Syrian Bank Blackballed for Helping Sanctioned Entities

WASHINGTON (CN) - The Syria International Islamic Bank has been acting as a front for two other banks banned from doing business in the United States because of their association with weapons of mass destruction, the Treasury Department said.

Executive Order 13382, signed by President George W. Bush in 2005, aimed to freeze the assets of regimes holding or seeking weapons of mass destruction. It allows the secretary of the Treasury, after consultation with the State Department and the attorney general to impose a ban on all transactions with designated entities.

This is the sixth time the order has been invoked against a Syrian entity, according to the Treasury announcement and the State Department website. The most common targets of the order have been North Korea, Iran, and individuals and entities associate with the A.Q. Khan uranium-enrichment scheme.

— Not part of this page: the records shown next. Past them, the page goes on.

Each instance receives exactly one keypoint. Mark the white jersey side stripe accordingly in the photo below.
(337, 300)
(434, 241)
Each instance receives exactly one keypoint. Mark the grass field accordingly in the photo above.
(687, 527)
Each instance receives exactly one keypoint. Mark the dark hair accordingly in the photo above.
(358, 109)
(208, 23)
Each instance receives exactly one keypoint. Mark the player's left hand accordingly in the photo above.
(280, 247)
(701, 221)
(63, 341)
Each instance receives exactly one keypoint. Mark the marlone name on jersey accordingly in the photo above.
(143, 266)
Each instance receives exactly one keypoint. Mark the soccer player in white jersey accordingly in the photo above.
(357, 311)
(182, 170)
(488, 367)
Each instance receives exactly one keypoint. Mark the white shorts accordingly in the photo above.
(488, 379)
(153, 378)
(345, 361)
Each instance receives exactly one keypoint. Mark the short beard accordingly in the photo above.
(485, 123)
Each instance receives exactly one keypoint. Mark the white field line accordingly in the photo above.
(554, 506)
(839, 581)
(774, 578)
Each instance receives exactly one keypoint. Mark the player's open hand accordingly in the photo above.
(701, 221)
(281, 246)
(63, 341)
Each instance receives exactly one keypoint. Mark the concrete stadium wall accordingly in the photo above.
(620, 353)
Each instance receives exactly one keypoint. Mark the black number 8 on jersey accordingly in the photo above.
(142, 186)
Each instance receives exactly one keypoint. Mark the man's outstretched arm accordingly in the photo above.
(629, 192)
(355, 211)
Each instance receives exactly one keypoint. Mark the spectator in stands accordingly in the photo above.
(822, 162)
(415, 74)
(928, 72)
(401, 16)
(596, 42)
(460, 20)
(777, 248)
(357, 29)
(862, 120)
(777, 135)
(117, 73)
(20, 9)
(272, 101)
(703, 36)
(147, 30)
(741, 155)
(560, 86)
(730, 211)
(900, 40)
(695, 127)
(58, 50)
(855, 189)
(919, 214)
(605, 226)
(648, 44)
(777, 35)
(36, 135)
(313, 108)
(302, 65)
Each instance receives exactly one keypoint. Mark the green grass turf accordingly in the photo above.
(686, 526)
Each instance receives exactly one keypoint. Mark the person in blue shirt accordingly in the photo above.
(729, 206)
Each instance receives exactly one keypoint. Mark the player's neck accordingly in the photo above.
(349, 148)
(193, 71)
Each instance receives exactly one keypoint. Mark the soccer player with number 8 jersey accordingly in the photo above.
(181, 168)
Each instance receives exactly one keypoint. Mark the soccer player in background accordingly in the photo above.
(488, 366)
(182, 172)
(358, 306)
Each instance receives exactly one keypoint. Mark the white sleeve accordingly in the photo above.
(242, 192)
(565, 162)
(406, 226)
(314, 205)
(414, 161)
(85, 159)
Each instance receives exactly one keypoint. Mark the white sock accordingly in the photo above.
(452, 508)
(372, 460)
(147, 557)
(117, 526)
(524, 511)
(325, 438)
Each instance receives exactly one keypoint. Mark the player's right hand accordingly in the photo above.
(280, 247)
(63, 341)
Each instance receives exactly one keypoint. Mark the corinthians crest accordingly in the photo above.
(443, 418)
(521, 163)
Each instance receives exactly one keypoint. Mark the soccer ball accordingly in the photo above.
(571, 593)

The Treasury Department says the bank moved almost $150 million on behalf of Commercial Bank of Syria and the Syrian Lebanese Commercial Bank. Those entities were sanctioned under the executive order in August 2011.

"Today's action will add to the economic pressure on the Assad regime by closing off a key evasion route," according to a statement from David Cohen, the under secretary for terrorism and financial intelligence. "The Treasury Department, working with others around the world who share our goal of ending the brutal repression of the Syrian people, will continue to close off the Assad regime's access to the international financial system."

The Treasury says it consulted with the government of Qatar on the designation, and that that nation is taking "corresponding actions" to isolate the bank.